Direktur Eksekutif ICT Institute Heru Sutadi mengatakan secara teknis untuk bisa memberikan layanan, maka Starlink harus memiliki hak labuh atau landing right di Indonesia dan Indonesia seharusnya juga memiliki hak labuh di negara asal satelit Starlink yaitu Amerika Serikat.
Setelah mengantongi hak labuh, perlu ada izin jaringan tetap tertutup berbasis VSAT yang dipegang oleh Startlink.
Heru menegaskan hal paling penting dari kerja sama yang terjalin nanti adalah tujuan yang jelas mengenai pemanfaatan Startlink di Indonesia.
“Jangan sampai pasar Telkom diambil dan mereka membuka lubang keamanan untuk masuk ke Indonesia,” kata Heru, Kamis (14/10/2021).
Adapun mengenai kelebihan dari satelit dengan jenis Low Earth Orbit atau satelit orbit rendah, adalah latensi layanan yang kecil karena letak satelit yang dekat dengan bumi.

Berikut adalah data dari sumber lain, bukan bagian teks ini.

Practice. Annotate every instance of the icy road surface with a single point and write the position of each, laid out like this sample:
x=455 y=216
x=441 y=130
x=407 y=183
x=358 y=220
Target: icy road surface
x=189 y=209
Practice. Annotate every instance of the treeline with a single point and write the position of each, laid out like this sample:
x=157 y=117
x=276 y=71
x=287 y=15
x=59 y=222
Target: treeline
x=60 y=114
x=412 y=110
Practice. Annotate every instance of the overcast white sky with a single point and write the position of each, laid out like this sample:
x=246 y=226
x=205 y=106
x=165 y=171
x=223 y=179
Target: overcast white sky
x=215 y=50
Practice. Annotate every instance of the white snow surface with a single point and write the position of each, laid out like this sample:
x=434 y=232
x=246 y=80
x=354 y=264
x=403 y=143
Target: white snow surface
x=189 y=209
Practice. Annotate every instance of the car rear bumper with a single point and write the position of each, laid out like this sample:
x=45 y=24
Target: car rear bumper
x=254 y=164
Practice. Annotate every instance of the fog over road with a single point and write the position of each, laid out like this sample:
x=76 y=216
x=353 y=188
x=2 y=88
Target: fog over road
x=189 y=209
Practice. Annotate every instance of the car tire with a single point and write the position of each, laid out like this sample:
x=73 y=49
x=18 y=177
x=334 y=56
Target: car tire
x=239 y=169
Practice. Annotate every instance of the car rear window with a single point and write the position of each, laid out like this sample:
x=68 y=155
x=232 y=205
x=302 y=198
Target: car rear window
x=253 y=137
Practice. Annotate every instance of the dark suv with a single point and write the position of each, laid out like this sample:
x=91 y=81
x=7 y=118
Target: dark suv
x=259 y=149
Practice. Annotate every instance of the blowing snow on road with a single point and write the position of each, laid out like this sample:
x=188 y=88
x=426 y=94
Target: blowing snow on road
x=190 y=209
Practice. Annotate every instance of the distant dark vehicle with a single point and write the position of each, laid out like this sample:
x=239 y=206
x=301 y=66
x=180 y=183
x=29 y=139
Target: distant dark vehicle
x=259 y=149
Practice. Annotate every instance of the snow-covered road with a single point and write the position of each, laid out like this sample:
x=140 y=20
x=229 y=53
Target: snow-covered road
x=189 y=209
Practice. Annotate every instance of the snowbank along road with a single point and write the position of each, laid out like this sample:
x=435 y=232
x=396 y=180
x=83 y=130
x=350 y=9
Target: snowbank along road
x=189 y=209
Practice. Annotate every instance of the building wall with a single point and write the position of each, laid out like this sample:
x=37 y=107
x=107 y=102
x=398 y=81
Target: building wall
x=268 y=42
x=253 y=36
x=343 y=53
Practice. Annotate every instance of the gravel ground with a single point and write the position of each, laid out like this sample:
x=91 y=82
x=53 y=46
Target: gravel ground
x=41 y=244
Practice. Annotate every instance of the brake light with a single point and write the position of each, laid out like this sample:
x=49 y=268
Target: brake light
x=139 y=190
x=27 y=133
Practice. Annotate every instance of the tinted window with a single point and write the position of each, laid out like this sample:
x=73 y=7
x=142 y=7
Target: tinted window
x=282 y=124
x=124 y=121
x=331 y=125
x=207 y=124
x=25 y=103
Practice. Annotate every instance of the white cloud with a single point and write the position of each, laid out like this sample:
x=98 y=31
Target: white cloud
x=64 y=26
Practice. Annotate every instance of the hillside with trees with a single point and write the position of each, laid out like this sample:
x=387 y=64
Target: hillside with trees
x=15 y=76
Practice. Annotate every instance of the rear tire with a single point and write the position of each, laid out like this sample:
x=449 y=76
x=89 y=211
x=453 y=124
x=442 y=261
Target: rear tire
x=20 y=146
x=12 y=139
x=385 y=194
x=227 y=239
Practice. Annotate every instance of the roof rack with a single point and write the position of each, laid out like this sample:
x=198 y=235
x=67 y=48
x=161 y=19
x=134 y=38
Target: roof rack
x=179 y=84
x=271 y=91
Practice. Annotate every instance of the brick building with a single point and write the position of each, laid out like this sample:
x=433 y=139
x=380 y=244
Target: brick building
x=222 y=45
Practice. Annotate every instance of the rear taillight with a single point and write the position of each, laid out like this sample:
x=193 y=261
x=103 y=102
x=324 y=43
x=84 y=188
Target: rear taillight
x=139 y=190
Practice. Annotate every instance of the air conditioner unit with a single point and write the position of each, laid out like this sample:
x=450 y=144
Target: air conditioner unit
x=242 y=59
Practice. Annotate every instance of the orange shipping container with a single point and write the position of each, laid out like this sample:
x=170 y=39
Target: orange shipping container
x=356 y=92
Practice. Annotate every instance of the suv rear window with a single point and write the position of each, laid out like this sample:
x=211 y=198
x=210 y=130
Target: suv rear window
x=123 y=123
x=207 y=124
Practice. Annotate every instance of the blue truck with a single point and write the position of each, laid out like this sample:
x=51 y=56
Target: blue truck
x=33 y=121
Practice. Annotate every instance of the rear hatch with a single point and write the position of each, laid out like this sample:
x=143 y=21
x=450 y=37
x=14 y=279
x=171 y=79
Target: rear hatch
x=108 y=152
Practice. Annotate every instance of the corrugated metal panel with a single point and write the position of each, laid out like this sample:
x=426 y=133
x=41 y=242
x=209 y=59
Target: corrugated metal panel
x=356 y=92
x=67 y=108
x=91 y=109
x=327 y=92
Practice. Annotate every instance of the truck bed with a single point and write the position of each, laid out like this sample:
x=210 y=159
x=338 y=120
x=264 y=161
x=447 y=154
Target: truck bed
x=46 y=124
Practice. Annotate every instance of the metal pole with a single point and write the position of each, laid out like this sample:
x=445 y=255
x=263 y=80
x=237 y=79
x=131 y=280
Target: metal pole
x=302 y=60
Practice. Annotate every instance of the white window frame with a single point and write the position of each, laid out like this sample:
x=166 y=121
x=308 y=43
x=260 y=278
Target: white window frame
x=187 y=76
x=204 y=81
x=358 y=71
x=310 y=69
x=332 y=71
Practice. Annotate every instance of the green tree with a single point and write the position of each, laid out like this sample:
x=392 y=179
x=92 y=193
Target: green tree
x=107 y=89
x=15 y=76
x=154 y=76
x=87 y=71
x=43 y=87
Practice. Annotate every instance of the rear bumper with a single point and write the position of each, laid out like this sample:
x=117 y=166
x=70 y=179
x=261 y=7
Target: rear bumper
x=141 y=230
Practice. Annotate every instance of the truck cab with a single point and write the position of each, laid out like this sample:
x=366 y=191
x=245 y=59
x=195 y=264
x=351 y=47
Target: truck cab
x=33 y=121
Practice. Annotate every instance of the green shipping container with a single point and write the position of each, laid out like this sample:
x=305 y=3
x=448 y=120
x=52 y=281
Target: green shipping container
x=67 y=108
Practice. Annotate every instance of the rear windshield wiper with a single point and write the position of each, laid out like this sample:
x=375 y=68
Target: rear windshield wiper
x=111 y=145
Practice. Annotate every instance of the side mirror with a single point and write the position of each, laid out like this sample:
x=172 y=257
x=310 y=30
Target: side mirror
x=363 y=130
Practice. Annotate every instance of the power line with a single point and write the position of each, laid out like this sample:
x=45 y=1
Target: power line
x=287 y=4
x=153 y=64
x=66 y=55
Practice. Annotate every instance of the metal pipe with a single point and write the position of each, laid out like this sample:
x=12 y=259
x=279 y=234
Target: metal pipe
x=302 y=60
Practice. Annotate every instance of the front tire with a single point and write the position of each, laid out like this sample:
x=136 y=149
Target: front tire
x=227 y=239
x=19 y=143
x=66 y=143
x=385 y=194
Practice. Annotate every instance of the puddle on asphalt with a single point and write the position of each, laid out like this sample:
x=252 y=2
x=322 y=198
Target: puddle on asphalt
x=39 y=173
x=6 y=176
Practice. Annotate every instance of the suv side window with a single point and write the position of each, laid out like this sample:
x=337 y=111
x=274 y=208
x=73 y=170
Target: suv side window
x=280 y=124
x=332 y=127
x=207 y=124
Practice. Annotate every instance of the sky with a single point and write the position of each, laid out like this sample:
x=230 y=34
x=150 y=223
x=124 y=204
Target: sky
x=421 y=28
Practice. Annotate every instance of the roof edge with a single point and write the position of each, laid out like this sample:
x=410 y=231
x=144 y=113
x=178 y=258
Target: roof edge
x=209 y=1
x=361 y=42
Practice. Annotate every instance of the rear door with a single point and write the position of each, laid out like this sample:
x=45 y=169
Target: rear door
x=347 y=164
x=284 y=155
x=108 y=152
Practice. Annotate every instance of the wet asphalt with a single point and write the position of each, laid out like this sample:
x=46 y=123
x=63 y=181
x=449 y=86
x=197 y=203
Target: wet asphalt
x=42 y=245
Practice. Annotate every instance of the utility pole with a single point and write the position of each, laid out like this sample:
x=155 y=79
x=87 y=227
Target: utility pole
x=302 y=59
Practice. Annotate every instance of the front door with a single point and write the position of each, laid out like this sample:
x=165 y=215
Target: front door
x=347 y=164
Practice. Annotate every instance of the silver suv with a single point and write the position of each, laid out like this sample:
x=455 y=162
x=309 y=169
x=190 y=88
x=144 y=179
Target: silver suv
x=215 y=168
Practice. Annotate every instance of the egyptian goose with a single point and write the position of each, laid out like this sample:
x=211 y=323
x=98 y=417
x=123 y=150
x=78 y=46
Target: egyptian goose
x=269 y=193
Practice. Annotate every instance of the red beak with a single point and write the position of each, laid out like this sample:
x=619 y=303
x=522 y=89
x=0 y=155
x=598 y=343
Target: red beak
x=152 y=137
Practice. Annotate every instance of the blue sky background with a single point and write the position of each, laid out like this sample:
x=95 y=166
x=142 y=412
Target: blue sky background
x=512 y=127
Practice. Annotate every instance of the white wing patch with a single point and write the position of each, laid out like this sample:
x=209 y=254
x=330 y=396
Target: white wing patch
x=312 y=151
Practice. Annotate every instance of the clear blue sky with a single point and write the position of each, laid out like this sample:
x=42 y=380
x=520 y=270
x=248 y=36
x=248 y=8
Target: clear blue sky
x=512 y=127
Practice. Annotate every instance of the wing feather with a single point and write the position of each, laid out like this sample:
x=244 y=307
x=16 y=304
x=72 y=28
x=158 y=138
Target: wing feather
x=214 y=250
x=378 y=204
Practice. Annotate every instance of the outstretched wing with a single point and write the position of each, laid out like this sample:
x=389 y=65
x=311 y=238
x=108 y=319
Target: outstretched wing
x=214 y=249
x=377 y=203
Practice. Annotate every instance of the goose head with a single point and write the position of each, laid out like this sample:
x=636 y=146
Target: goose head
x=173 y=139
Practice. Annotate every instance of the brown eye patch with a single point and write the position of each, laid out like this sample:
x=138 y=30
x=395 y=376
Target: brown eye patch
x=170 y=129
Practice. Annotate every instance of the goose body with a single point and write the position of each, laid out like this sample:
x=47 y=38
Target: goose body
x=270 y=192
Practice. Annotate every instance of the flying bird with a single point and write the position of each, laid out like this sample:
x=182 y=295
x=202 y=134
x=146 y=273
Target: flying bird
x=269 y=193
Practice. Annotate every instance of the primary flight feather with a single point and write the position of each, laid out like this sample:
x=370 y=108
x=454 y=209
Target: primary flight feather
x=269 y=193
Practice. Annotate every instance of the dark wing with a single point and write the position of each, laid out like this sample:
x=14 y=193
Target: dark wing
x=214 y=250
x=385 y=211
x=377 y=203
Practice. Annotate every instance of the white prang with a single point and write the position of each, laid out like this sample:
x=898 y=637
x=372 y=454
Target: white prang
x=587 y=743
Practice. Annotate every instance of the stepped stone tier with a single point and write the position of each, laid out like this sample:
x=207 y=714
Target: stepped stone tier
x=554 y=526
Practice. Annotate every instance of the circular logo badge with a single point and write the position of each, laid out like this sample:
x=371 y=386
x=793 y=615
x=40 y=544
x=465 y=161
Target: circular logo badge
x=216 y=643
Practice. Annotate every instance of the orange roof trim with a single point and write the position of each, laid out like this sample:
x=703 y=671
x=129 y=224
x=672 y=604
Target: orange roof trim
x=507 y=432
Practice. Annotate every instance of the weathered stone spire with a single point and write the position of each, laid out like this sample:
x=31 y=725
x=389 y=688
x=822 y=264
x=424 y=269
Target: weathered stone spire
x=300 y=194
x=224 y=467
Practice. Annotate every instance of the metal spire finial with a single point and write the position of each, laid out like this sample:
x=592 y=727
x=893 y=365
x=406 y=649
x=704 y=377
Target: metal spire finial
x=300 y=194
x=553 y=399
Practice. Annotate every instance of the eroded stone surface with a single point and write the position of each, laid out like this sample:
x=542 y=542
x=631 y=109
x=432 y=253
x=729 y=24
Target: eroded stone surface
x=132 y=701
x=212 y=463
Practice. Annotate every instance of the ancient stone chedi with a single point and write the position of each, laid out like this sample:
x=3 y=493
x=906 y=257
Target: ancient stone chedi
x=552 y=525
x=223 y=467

Diketahui, pada Mei 2020, SpaceX meluncurkan 60 satelit ‘LEO’ Starlink pertamanya. Dalam uji coba tersebut, Starlink mengorbit di ketinggian sekitar 550 kilometer di atas permukaan bumi. Karakteristik Satelit LEO umumnya mengorbit di ketinggian 300 kilometer-1.500 kilometer.
Jarak ketinggian tersebut jauh berbeda dengan satelit Orbit Geostasioner (GEO) yang ketinggiannya bisa mencapai 35.790 kilometer di atas permukaan bumi.
Dengan jarak yang dekat dengan bumi, latensi satelit Starlink pun lebih rendah diketahui sekitar 20Mbps - 40Mbps. Jauh lebih rendah dibandingkan dengan satelit GEO yang mencapai ratusan milidetik.
Meski demikian, secara cakupan satelit LEO lebih sempit dari GEO, di mana satu satelit GEO dapat melayani seluruh Indonesia. Sementara itu butuh banyak satelit LEO untuk melakukan hal yang sama.
“Untuk cover Indonesia akan butuh banyak satelit LEO,” kata Heru.